本节设计到了Librados以及Osdc等操作,相关类如 RadosClient、Objecter、IoCtxImpl等介绍见上一节:
Ceph学习——Librados与Osdc实现源码解析
1)调用rados_create()创建一个RadosClient对象。
2) 调用rados_config_read()读取配置文件。
3)调用rados_connect()函数,最终他会调用RadosClient::connect()来完成初始化
4)调用rados_ioctx_create(),它最终调用RadosClient::create_ioctx()穿件pool相关的IoCtxImpl类。
5)调用 rados_write 函数 想该pool中写入对象。调用了IoCtxImpl::write()。
int librados::IoCtxImpl::write(const object_t& oid, bufferlist& bl,
size_t len, uint64_t off)
{
if (len > UINT_MAX/2)
return -E2BIG;
::ObjectOperation op;//创建ObjectOperation对象
prepare_assert_ops(&op);//封装相关写操作
bufferlist mybl;
mybl.substr_of(bl, 0, len);
op.write(off, mybl);
return operate(oid, &op, NULL);//调用operate处理
}
write中调用operate
int librados::IoCtxImpl::operate(const object_t& oid, ::ObjectOperation *o,
ceph::real_time *pmtime, int flags)
{
ceph::real_time ut = (pmtime ? *pmtime :
ceph::real_clock::now());
/* can't write to a snapshot */
if (snap_seq != CEPH_NOSNAP)
return -EROFS;
if (!o->size())
return 0;
Mutex mylock("IoCtxImpl::operate::mylock");
Cond cond;
bool done;
int r;
version_t ver;
Context *oncommit = new C_SafeCond(&mylock, &cond, &done, &r);
int op = o->ops[0].op.op;
ldout(client->cct, 10) << ceph_osd_op_name(op) << " oid=" << oid
<< " nspace=" << oloc.nspace << dendl;
//调用objecter->prepare_mutate_op把ObjectOperation封装为Op类型
Objecter::Op *objecter_op = objecter->prepare_mutate_op(oid, oloc,
*o, snapc, ut, flags,
oncommit, &ver);
objecter->op_submit(objecter_op);//发送消息
mylock.Lock();
while (!done)
cond.Wait(mylock);
mylock.Unlock();
ldout(client->cct, 10) << "Objecter returned from "

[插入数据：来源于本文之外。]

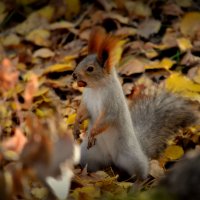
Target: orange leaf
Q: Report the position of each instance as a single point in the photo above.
(15, 143)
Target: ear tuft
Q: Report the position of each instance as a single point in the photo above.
(97, 36)
(110, 52)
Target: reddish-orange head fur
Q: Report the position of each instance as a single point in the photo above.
(104, 53)
(107, 47)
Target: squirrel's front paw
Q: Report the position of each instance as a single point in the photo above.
(76, 132)
(91, 142)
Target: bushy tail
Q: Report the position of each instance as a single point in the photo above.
(157, 117)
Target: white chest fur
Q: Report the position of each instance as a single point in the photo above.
(93, 100)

<< ceph_osd_op_name(op) << " r=" << r << dendl;
set_sync_op_version(ver);
return r;
}
该函数将封装好的Op操作通过网络发送出去。在op_submit中调用了_op_submit_with_budget用来处理Throttle相关的流量信息以及超时处理,最后该函数调用 _op_submit用来完成关键地址寻址和发送工作。
函数
oid Objecter::op_submit(Op *op, ceph_tid_t *ptid, int *ctx_budget)
{
shunique_lock rl(rwlock, ceph::acquire_shared);
ceph_tid_t tid = 0;
if (!ptid)
ptid = &tid;
op->trace.event("op submit");
_op_submit_with_budget(op, rl, ptid, ctx_budget);//调用_op_submit_with_budget
}
void Op *op, shunique_lock& sul,
ceph_tid_t *ptid,
int *ctx_budget)
{
assert(initialized);
assert(op->ops.size() == op->out_bl.size());
assert(op->ops.size() == op->out_rval.size());
assert(op->ops.size() == op->out_handler.size());
// throttle. before we look at any state, because
// _take_op_budget() may drop our lock while it blocks.

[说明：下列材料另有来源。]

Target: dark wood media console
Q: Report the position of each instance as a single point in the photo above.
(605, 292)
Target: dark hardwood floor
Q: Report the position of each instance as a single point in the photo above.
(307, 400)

if (!op->ctx_budgeted || (ctx_budget && (*ctx_budget == -1))) {
int op_budget = _take_op_budget(op, sul);
// take and pass out the budget for the first OP
// in the context session
if (ctx_budget && (*ctx_budget == -1)) {
*ctx_budget = op_budget;
}
}
if (osd_timeout > timespan(0)) {
if (op->tid == 0)
op->tid = ++last_tid;
auto tid = op->tid;
op->ontimeout = timer.add_event(osd_timeout,
[this, tid]() {
op_cancel(tid, -ETIMEDOUT); });
}
_op_submit(op, sul, ptid);
}
void Objecter::_op_submit(Op *op, shunique_lock& sul, ceph_tid_t *ptid)
{
// rwlock is locked
ldout(cct, 10) << __func__ << " op " << op << dendl;
// pick target
assert(op->session == NULL);
OSDSession *s = NULL;
//调用_calc_target 来计算目标OSD
bool check_for_latest_map = _calc_target(&op->target, nullptr)

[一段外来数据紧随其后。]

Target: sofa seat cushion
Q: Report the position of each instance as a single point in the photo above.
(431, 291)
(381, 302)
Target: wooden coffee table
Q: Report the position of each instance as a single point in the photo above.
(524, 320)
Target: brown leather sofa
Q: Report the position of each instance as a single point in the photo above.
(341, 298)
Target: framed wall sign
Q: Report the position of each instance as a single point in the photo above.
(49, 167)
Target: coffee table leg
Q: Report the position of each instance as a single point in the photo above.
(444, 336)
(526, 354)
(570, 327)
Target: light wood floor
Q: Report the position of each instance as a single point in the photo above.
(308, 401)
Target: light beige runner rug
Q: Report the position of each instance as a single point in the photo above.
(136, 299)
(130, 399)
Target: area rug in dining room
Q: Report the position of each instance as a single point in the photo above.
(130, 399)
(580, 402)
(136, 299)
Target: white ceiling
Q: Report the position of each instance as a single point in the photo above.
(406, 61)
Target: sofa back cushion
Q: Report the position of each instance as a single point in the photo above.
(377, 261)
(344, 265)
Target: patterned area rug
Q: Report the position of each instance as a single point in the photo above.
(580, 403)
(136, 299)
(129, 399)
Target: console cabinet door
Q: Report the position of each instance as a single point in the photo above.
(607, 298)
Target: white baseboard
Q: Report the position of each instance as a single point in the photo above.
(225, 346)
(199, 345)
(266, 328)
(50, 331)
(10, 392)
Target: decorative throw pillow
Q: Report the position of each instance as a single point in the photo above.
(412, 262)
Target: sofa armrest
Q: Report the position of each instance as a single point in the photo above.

== RECALC_OP_TARGET_POOL_DNE;
// Try to get a session, including a retry if we need to take write lock
//调用函数 _get_session 获取目标OSD的连接,如果返回-EAGAIN,就升级为写锁,重新获取
int r = _get_session(op->target.osd, &s, sul);
if (r == -EAGAIN ||
(check_for_latest_map && sul.owns_lock_shared())) {
epoch_t orig_epoch = osdmap->get_epoch();
sul.unlock();
if (cct->_conf->objecter_debug_inject_relock_delay) {
sleep(1);
}
sul.lock();
if (orig_epoch != osdmap->get_epoch()) {
// map changed; recalculate mapping
ldout(cct, 10) << __func__ << " relock raced with osdmap, recalc target"
<< dendl;
//调用_calc_target 来计算目标OSD
check_for_latest_map = _calc_target(&op->target, nullptr)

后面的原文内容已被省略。